A starfield was one of the first things I built when learning to program. It's been quite some time now, and I've started learning shader programming with GLSL and three.js, so I decided why not go back to where it all started!

The Final Product

If you're in a hurry and just want to see what I've put together, you can look at the final product here, and view the GitHub repository here!

(I'd drop a gif, but you couldn't really make out what's happening 🤷‍♂️)

Let's Build It!

If you're not familiar with shader programming, don't worry! I'll be sure to keep it informative, but accessible.

Also, there's a lot of boring padding code to get everything running, so all the GLSL here is paraphrased for your enjoyment (and my own sanity). Take a look at the repository for the real code.

Part 1 - The classical approach

let's start with the most straight forward way to do this, a rough GLSL port of what you might write in JavaScript:

// Loop through all the stars we want
for (int i = 0; i < STAR_COUNT; i++) {
    // Give the star a random position
    vec2 star = vec2((random(i) - 0.5) * 2.0, (random(i) - 0.5) * 2.0);

    // Get the direction from the center to the star, and scale it by time and a random offset
    star = normalize(star) * mod(time + random(float(i) * 16.0), 1.414214);

    // If the star is within 0.1% if the viewport size then draw it as white
    if (distance(screenPosition, star) < 0.001) {
        color = vec3(1, 1, 1);
        break;
    }
}

So what's wrong with this method? Mostly, that it just doesn't scale. GLSL runs your shader for every pixel, you can think about it like this:

for (let pixel of screen) {
    for (let star of stars) {
        ...code
    }
}

This is horribly inefficient!

So how can we make this more performant, and maybe make it even better?

Part 2 - Let's make it better!

In order to make this thing awesome, we're going to need to fix the biggest issue. Iterating over hundreds of stars.

My favorite thing to do in a situation like this is to try a totally new perspective. Like, what if instead of each star being a point emitted from the center, it was a point along a column that went from the center to the edge?

Imagine a pie that covered the entire screen, each slice would represent one star traveling from the center to the edge.
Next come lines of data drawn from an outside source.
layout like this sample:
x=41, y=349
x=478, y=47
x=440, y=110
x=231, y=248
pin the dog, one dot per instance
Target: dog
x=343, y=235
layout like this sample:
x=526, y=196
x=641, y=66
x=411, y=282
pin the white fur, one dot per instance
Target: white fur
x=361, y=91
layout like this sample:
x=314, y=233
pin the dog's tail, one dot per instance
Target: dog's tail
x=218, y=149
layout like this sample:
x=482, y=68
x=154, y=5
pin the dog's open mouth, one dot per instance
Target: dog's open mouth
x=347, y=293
Since the "slices" wouldn't move, we could map screenPosition to a slice, and figure out what star to process:

vec2 direction = normalize(floor(normalize(screenPosition) * STAR_DENSITY) / STAR_DENSITY)
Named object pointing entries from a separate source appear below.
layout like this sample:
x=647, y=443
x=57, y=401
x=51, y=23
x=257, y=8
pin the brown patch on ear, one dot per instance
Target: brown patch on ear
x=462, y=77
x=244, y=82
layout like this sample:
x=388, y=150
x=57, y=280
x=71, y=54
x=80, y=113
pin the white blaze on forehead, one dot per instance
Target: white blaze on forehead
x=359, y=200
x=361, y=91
We can define STAR_DENSITY for the number of slices we want.

Now, instead of using i to figure out the stars offset, we can convert direction from a point, to a float and use that instead:

// I'm using `scale` because `distance` is a built-in method
float scale = mod(time + random(direction.x + direction.y * 10.0), 1.414214);

With a direction and a scale we've now defined our star using polar coordinates, using just the screenPosition!

We can now do our distance check like this:

if (abs(scale - distance(screenPosition, vec3(0, 0, 0)) < 0.001) {
    ...
}

🎉 Tada, mission accomplished! We've now not only improved performance, but created a super dense starfield visualization that you couldn't do in JavaScript!

Thanks for reading, I hope you enjoyed the article, I aim to make more of these (hopefully better) so if you have any feedback please let me know!